‘She Said’ review: Carey Mulligan and Zoe Kazan star as New York Times reporters who helped break Harvey Weinstein story


The hard work of journalism doesn’t always translate easily to the screen, a problem heightened as in-your-face doors have been supplanted by cell phone hangups and ignored messages. Still, “She Said” joins a long tradition of films about dogged journalists who uncover injustice and, in this case, help spark a radical movement.

The film is adapted from the book by New York Times reporters Megan Twohey and Jodi Kantor, which might explain why Ronan Farrow’s work is mentioned but shortened considerably. Not only did Farrow get there first, but he had to fight with NBC News management before finally publishing in the New Yorker. It’s a timely reminder to remember who’s telling the story.

That aside, the heart of “She Said,” which begins with Twohey (Carey Mulligan) reporting on Donald Trump, centers on his collaboration with Kantor (Zoe Kazan) to expose Harvey’s predatory behavior Weinstein. While the reporters themselves don’t show much personality, the film hums with the fear and apprehension of the women who spoke out, often after much prodding, pleading and soul-searching.

Oscar winner “Spotlight” is the most recent example of this particular genre, but “She Said” owes a stronger debt to “All the President’s Men,” only with a female-centric point of view as opposed to editorial meetings full of white boys in white shirts. The two journalists are also shown trying to balance their home lives with the all-consuming nature of work, illustrating all those weekend phone calls and plane flights that cut into family time.

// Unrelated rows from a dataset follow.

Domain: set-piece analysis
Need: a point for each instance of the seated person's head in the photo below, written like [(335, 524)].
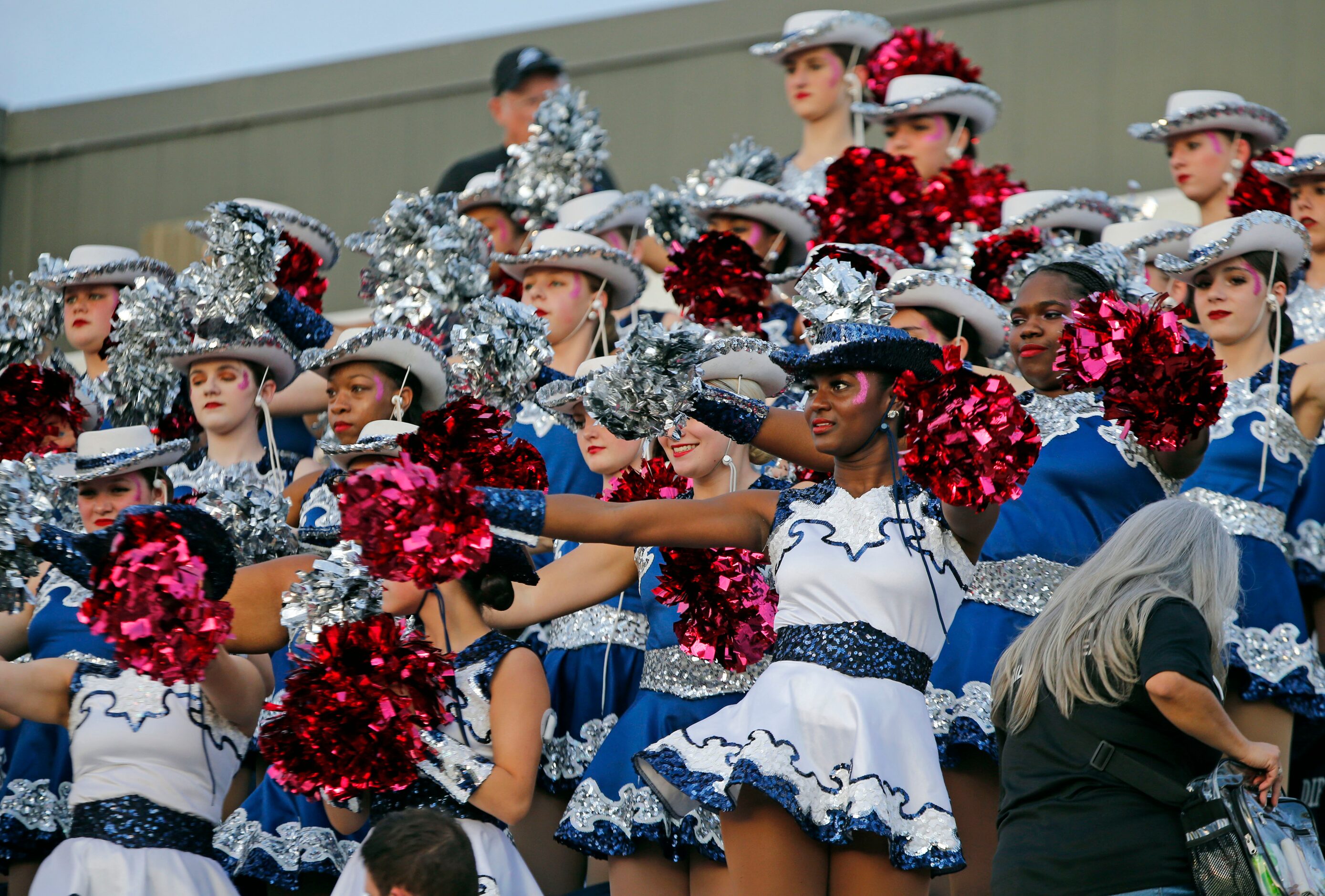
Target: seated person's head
[(419, 853)]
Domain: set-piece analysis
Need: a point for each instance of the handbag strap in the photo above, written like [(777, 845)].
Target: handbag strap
[(1121, 762)]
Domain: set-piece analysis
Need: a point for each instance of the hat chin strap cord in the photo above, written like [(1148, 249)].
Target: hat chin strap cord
[(273, 455), (398, 403)]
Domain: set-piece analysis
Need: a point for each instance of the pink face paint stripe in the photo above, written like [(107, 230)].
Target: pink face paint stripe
[(864, 389)]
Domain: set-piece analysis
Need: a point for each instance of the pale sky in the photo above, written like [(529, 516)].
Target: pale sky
[(55, 52)]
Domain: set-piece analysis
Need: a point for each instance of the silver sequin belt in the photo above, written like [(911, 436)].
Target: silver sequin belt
[(1243, 517), (597, 625), (669, 670), (1023, 583)]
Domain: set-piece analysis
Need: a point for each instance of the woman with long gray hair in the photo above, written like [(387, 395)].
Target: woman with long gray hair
[(1128, 651)]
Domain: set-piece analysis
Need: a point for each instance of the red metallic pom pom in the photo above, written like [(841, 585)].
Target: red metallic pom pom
[(655, 480), (472, 434), (915, 51), (1258, 193), (977, 193), (299, 273), (40, 403), (350, 718), (970, 442), (719, 279), (727, 606), (877, 198), (150, 602), (414, 524), (1155, 379), (998, 252)]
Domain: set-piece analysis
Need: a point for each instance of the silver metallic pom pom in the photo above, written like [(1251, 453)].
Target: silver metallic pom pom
[(337, 590), (426, 261), (834, 292), (646, 393), (256, 520), (149, 328), (18, 533), (238, 279), (501, 348), (30, 321), (558, 162)]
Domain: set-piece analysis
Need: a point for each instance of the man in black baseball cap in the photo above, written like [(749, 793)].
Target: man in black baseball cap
[(521, 80)]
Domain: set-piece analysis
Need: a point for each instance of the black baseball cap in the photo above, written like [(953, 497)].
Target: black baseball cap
[(519, 64)]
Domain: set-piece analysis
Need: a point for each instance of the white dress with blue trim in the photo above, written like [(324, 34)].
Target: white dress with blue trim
[(1270, 654), (151, 769), (836, 729), (461, 762)]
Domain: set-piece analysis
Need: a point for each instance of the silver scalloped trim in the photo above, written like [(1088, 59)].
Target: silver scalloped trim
[(1091, 200), (321, 358), (607, 254), (722, 203), (877, 112), (1162, 128), (594, 223), (67, 276), (1283, 173), (806, 36), (1208, 254)]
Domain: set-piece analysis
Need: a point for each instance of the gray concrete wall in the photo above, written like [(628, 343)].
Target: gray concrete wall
[(675, 86)]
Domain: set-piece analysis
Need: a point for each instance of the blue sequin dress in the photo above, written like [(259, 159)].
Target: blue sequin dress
[(1085, 483), (593, 663), (461, 761), (613, 812), (1267, 641), (33, 806), (836, 729), (275, 835)]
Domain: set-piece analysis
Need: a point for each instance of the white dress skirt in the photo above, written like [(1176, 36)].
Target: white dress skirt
[(151, 765), (836, 729)]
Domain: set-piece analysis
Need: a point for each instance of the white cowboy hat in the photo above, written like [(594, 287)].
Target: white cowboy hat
[(1202, 110), (377, 438), (1259, 231), (765, 205), (306, 230), (584, 252), (394, 345), (889, 260), (113, 452), (1155, 236), (267, 349), (933, 94), (1308, 158), (823, 27), (913, 288), (483, 190), (105, 264), (605, 210), (1068, 210), (562, 396)]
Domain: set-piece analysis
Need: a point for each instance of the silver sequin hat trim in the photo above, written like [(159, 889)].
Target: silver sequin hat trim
[(115, 463), (625, 275), (122, 272), (1023, 583), (669, 670), (1262, 125), (1256, 231), (841, 27), (912, 288), (977, 103)]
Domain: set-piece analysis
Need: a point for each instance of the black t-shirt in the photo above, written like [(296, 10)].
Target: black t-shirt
[(1067, 829), (461, 173)]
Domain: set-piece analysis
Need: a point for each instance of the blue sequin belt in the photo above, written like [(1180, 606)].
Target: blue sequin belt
[(138, 823), (854, 648)]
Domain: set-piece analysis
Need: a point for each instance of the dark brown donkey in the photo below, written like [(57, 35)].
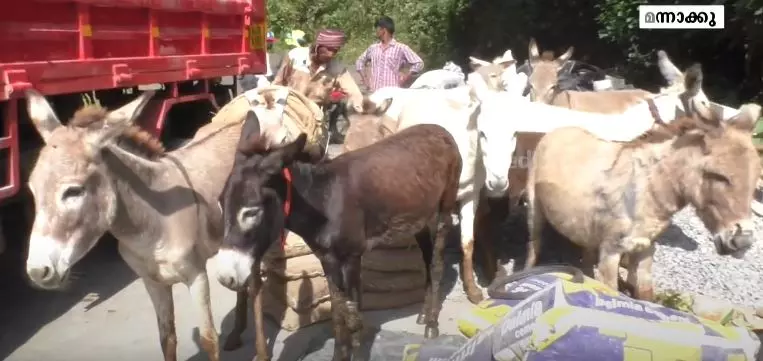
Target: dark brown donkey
[(401, 186)]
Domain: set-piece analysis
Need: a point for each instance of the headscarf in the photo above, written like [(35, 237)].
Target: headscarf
[(270, 37), (296, 38), (330, 38)]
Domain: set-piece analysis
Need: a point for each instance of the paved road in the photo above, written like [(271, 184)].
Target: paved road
[(106, 314)]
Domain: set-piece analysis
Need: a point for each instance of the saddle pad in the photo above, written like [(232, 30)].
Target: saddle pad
[(569, 320)]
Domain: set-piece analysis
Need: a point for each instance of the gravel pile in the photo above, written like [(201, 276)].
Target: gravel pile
[(686, 261)]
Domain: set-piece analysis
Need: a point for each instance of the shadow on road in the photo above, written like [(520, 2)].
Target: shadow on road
[(25, 310)]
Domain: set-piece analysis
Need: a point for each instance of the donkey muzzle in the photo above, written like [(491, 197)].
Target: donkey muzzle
[(233, 269)]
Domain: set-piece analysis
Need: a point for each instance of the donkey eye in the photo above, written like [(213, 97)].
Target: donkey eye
[(72, 192), (248, 217), (718, 177)]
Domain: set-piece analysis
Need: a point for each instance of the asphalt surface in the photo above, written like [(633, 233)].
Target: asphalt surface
[(106, 314)]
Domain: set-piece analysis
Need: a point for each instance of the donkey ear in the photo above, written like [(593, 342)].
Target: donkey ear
[(129, 112), (747, 117), (566, 56), (669, 71), (533, 52), (96, 140), (693, 79), (279, 158), (475, 63), (251, 127), (42, 115), (383, 106)]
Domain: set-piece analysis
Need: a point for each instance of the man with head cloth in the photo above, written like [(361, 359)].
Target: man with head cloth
[(315, 71)]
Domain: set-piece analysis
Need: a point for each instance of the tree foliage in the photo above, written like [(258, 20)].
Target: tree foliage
[(603, 32)]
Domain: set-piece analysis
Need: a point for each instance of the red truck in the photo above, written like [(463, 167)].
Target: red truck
[(72, 50)]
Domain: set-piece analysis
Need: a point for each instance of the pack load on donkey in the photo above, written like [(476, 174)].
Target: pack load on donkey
[(296, 290)]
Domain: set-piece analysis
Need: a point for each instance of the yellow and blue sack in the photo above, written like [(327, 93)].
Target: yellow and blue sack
[(568, 317)]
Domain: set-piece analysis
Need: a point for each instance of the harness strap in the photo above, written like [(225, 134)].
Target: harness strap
[(653, 110), (286, 204)]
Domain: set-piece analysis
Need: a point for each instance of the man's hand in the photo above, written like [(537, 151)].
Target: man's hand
[(403, 79)]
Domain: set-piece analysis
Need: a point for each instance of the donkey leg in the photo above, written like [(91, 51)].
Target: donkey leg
[(199, 287), (432, 329), (609, 266), (473, 293), (333, 271), (535, 222), (260, 343), (233, 340), (424, 239), (353, 318), (161, 298), (640, 274)]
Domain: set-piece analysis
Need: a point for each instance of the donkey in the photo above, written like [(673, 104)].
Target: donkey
[(401, 186), (544, 79), (616, 198), (99, 173), (390, 110)]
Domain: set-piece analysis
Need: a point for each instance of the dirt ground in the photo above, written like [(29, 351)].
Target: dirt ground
[(106, 314)]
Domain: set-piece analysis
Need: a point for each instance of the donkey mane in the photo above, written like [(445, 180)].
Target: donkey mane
[(91, 117), (255, 144), (662, 132)]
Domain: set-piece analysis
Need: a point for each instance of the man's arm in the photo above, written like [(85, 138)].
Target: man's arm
[(284, 72), (413, 59), (360, 65), (348, 85), (415, 65)]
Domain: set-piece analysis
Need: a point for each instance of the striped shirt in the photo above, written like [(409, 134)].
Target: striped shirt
[(386, 64)]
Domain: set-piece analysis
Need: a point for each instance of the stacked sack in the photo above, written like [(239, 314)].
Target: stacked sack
[(296, 290)]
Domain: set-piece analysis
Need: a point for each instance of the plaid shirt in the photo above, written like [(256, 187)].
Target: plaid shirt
[(386, 64)]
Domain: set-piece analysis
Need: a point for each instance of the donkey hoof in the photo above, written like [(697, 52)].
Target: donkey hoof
[(422, 319), (232, 343), (475, 297), (261, 358), (431, 332)]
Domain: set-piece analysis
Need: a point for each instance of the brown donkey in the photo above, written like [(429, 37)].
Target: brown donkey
[(401, 186), (616, 198), (99, 173)]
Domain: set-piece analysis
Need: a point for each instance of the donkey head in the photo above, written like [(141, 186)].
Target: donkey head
[(544, 74), (724, 172), (253, 201), (74, 196), (498, 75), (687, 85)]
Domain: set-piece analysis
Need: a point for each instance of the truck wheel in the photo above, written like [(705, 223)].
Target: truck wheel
[(2, 238)]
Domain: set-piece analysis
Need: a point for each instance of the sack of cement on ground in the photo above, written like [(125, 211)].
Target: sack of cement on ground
[(508, 291), (596, 323), (382, 345)]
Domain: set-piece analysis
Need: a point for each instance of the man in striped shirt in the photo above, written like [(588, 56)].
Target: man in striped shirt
[(387, 57)]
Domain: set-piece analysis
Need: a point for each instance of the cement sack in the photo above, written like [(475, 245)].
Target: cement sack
[(289, 318), (568, 320)]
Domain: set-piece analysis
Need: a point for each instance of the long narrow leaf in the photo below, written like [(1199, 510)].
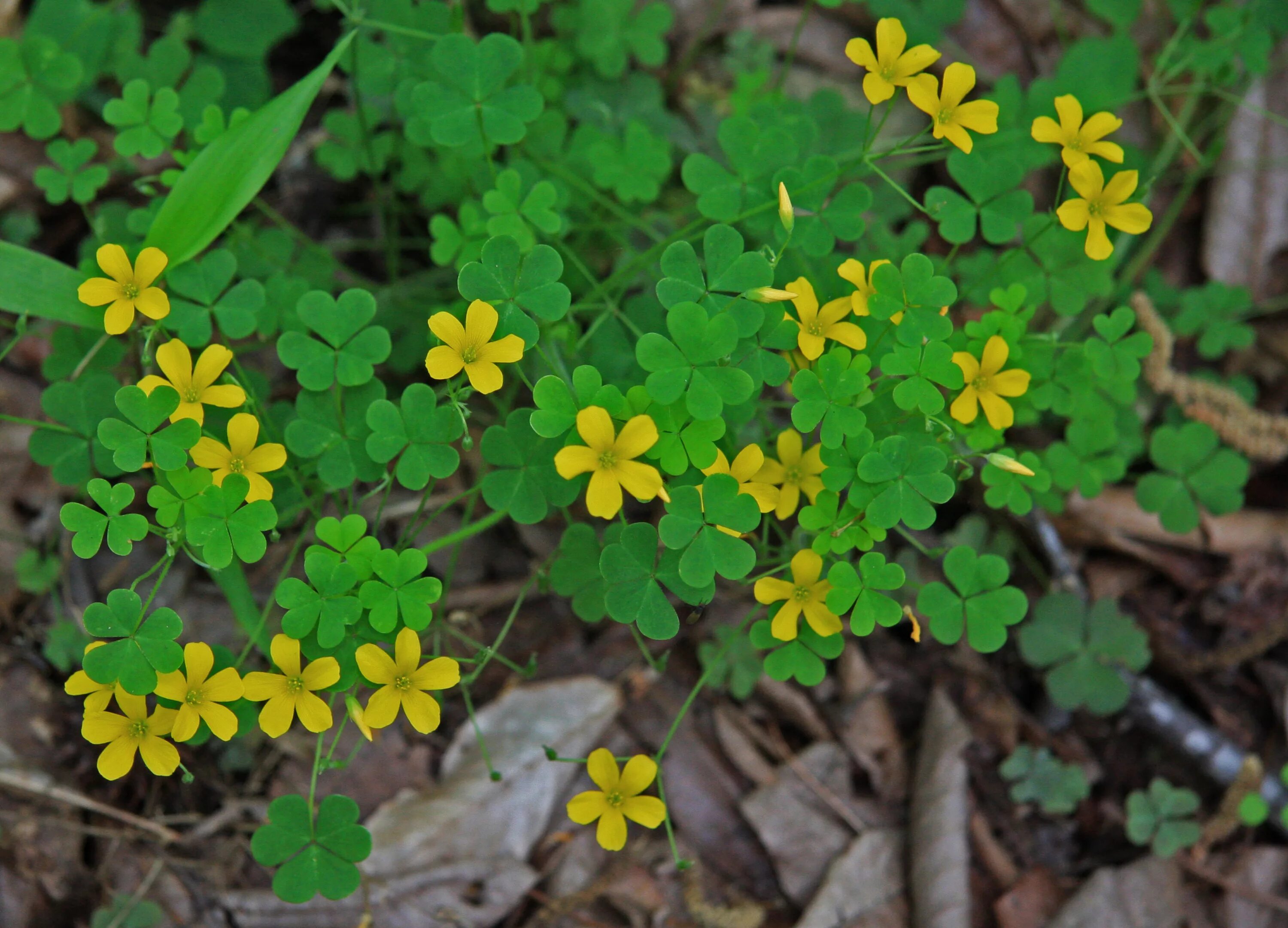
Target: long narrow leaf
[(232, 169), (43, 288)]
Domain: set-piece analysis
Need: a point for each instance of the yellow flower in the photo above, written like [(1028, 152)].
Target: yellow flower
[(292, 691), (1078, 140), (950, 116), (804, 593), (199, 694), (241, 456), (404, 682), (794, 472), (890, 66), (127, 288), (617, 798), (97, 695), (469, 347), (987, 383), (610, 459), (195, 387), (853, 272), (818, 325), (1103, 204), (745, 467), (133, 733)]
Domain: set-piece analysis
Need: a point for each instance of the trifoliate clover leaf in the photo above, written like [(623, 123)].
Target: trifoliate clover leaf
[(1082, 651), (401, 592), (1162, 818), (802, 658), (177, 494), (204, 297), (36, 76), (143, 648), (611, 31), (1216, 313), (683, 440), (575, 573), (729, 274), (472, 106), (325, 602), (978, 604), (312, 856), (525, 483), (89, 525), (1193, 470), (517, 288), (145, 122), (634, 167), (1014, 492), (347, 538), (753, 154), (337, 437), (990, 181), (634, 574), (351, 147), (822, 217), (558, 406), (731, 662), (349, 348), (71, 180), (420, 431), (1040, 776), (517, 208), (826, 396), (899, 481), (688, 364), (923, 366), (861, 590), (138, 440), (1117, 356), (693, 524), (76, 453), (227, 528), (919, 294)]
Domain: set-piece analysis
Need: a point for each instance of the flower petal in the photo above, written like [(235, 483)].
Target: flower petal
[(602, 769), (375, 664), (638, 436), (603, 496), (637, 775)]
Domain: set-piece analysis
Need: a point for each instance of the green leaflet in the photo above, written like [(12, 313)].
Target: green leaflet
[(232, 169)]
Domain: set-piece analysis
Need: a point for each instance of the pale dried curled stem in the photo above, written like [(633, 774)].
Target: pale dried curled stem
[(1263, 436)]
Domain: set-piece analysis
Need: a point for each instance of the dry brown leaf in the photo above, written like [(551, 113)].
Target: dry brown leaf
[(939, 820)]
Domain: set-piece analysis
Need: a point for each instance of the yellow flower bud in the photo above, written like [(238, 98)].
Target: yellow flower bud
[(769, 295), (356, 716), (1008, 463)]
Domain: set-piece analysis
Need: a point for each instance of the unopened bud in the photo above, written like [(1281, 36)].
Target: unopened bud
[(769, 295), (1008, 463), (357, 717)]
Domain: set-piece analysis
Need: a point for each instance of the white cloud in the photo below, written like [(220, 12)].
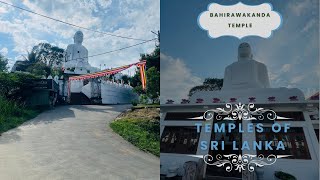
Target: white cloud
[(299, 7), (128, 18), (309, 25), (176, 79), (4, 51), (286, 67)]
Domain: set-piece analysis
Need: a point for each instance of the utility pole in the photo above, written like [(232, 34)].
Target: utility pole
[(158, 36)]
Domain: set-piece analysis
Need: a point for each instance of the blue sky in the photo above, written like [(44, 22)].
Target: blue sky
[(291, 54), (20, 31)]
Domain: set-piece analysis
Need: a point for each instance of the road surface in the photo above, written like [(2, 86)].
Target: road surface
[(73, 142)]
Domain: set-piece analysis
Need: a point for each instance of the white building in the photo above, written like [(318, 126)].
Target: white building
[(245, 81), (98, 90)]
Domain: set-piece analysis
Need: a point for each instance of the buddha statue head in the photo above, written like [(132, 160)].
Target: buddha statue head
[(78, 37), (244, 52)]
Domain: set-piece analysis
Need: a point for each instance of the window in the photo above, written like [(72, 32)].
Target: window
[(181, 140), (182, 116), (294, 142)]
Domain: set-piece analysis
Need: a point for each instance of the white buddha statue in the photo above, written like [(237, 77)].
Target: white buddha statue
[(247, 80), (76, 57), (246, 72)]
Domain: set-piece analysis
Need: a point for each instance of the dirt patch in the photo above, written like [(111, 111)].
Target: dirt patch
[(146, 113)]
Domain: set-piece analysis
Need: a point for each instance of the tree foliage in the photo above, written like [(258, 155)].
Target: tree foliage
[(41, 60), (3, 63), (13, 85), (209, 84)]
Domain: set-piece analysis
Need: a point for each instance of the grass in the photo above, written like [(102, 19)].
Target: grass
[(141, 127), (141, 106), (13, 114)]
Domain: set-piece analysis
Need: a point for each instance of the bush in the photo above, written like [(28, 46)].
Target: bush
[(141, 127), (134, 103), (143, 99), (13, 85), (284, 176)]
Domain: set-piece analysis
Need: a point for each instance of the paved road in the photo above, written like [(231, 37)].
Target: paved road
[(73, 142)]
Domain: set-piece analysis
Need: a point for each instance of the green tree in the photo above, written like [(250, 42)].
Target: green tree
[(209, 84), (41, 60), (3, 63), (153, 84)]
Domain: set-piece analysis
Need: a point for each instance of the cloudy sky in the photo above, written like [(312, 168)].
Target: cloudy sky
[(189, 55), (20, 31)]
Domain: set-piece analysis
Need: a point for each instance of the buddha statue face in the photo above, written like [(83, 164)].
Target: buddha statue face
[(78, 37), (244, 52)]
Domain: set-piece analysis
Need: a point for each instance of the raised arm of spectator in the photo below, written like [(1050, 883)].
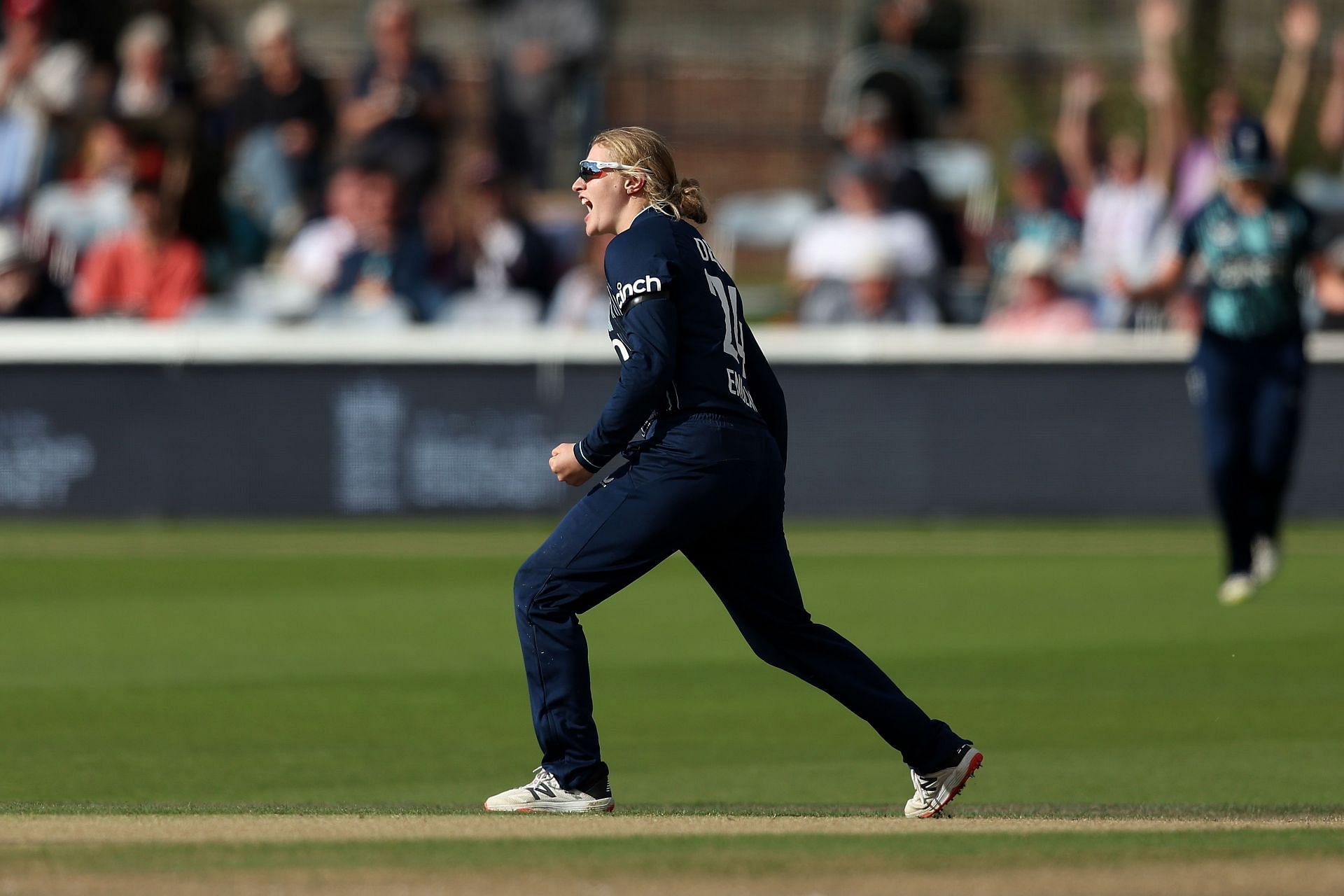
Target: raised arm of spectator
[(1073, 139), (1331, 127), (1168, 127), (1298, 29), (1158, 89)]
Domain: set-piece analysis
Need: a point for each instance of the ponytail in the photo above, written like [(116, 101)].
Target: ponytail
[(647, 150)]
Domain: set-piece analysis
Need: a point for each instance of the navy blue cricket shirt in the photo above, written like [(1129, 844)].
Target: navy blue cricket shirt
[(679, 331)]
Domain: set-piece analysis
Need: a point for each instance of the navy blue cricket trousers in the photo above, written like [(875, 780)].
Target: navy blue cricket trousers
[(714, 489), (1249, 394)]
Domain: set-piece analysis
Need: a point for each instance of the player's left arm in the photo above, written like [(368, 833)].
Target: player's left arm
[(766, 393), (651, 330)]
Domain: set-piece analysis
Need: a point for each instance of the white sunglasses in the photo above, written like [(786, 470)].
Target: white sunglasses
[(589, 168)]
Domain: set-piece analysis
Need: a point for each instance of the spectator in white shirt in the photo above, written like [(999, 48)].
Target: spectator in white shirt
[(859, 264), (39, 83)]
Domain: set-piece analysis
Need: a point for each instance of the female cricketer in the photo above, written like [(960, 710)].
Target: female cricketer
[(1249, 371), (701, 419)]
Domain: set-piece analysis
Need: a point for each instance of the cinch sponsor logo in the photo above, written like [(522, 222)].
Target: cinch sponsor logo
[(650, 284)]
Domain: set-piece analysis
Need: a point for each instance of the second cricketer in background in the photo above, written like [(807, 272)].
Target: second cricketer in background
[(1249, 374)]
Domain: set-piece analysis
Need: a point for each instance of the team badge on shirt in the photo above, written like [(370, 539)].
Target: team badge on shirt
[(632, 293)]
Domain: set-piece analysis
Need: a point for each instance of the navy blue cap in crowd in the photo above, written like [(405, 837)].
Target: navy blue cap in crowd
[(1247, 155)]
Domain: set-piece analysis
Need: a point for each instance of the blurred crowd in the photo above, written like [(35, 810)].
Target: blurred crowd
[(152, 168), (1081, 214)]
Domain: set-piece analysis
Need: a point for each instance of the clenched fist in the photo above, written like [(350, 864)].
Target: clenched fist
[(566, 466)]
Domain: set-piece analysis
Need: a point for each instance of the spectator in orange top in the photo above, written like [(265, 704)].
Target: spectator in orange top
[(148, 272)]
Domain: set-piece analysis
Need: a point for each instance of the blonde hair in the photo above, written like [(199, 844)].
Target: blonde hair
[(269, 23), (647, 150)]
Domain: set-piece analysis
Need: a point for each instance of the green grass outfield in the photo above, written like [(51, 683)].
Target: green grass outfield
[(374, 668)]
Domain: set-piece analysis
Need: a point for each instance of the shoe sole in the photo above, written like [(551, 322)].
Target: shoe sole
[(976, 760), (597, 805)]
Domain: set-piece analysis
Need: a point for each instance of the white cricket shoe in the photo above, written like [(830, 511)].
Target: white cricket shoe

Working from a script by Rebecca Lenkiewicz, director Maria Schrader has chosen not to show Weinstein other than a vague glimpse, but his presence is felt through audio tapes and phone calls. The fact that his second trial is currently underway in Los Angeles adds to the timeliness of the film’s release, but it’s a fitting decision that keeps the focus on the reporters and the victims.

Carey Mulligan and Zoe Kazan play New York Times reporters in the film based on facts

The latter list mostly features Ashley Judd portraying herself and flashbacks showing the aftermath of the supposed assault without venturing into the room. Throughout, there is a palpable sense of the way non-disclosure agreements, settlements and other means of coercion were used to silence would-be accusers, allowing the Hollywood mogul to continue to act with impunity. (The film’s producers include Brad Pitt, who has spoken out about confronting Weinstein when he was dating Gwyneth Paltrow.)

There’s an obligatory quality to the narrative that makes it difficult to portray journalists, and “She Said” doesn’t do much to characterize the presentation of the inner workings of the Times. Patricia Clarkson and Andre Braugher, as editors Rebecca Corbett and Dean Baquet, respectively, are mostly relegated to telling the intrepid duo to keep reporting and trying to get someone to speak on the record again and again.

In a sense, the film is another one of those titles that derives much of its resonance from its exploration of closure, offering a reminder of what the #MeToo movement has accomplished since Twohey and Kantor broke the Weinstein story in 2017.

At a time when journalism is often under siege, it pays to show its nobler qualities and higher aspirations. Even with hiccups and doubts, “She Said” succeeds in this central mission.

“She Said” opens in US theaters on November 18. It has an R rating.